My highlights for the year I guess were: making out with Sonya, doing jello shots with Debbie and getting strung out on formaldehyde with that Stick guy.

Randy
Cindy was responsible for accidentally spraying acid everywhere, searing my face into this permanent uneasy grin. It happened just as I was asking her out on a date, and it will stand forever as a testament to our love. She keeps asking me if we will get married some day and I keep saying yes, but she doesn't believe me...you know….because of...the facial expression….

Brad
All right, I really like want to be a chemical engineer, so this is all very important to me. I can't believe I didn't phase out of this class.

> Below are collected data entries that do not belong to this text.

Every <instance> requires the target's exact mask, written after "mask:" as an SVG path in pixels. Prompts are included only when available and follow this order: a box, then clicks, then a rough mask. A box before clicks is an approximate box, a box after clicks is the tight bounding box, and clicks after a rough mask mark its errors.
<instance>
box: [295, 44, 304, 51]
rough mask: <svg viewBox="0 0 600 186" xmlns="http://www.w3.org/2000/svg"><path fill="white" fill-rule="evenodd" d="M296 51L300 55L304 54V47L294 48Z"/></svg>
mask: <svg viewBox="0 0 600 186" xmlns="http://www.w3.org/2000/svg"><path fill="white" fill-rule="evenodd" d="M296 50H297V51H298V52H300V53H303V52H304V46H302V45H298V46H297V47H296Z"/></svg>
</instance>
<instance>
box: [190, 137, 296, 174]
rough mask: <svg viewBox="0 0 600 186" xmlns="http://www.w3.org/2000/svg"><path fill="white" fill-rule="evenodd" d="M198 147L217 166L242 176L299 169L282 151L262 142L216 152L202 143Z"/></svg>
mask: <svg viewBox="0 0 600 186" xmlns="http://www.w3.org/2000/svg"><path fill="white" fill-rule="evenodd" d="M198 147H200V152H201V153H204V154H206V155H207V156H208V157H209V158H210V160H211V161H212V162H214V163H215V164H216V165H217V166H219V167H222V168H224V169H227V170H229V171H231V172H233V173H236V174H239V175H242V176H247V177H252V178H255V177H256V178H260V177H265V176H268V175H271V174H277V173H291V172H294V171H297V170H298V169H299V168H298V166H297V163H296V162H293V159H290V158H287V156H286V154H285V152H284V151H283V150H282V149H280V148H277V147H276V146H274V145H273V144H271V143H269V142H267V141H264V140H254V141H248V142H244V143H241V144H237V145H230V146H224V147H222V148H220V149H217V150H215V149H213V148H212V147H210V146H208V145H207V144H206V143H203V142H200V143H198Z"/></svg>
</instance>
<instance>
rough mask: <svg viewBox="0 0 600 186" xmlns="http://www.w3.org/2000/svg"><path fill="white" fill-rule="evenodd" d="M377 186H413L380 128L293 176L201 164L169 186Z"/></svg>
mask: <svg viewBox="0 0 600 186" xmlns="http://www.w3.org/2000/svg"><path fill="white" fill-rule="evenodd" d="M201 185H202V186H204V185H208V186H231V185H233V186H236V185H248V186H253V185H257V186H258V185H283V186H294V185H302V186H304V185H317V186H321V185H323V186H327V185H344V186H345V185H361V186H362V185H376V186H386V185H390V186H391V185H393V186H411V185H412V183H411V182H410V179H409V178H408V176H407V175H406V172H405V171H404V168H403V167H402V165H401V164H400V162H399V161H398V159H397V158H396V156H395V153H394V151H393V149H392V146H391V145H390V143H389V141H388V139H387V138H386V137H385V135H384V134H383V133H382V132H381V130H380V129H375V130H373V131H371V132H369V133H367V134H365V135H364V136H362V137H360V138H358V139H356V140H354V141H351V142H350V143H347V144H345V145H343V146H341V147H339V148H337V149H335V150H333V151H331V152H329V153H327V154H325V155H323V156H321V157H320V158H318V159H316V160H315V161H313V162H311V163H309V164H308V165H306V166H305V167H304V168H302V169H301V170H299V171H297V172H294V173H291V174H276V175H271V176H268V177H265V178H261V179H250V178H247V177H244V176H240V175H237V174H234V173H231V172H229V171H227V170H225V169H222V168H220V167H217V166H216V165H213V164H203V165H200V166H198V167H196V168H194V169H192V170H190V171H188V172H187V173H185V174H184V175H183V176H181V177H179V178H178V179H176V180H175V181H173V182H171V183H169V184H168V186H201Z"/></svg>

Meredith is cool, which is cool, but she's kind of um slow on the intake or something like she's got nothing going on as far as elemental understanding or whatever, and that's kind of er weird to me though I'm sure she doesn't know that cause she's slow on the intake or whatever shit like that.

Meredith
Brad is hot as hell. I'm not kidding. I've been driving past his house just to see if his car is in the driveway.

Richie
Jonas explained to me that girls who approached us were there to see him and that if I opened my mouth they would mock me for being an ugly and stupid man. He explained that he had a "grind core chin-strap" which made him irresistible to all women. I would go home and cry and dream that I would some day become the sort of punk rock ladies man that Jonas was. 

Jonas
Thank God Richie didn't learn to speak English until just now.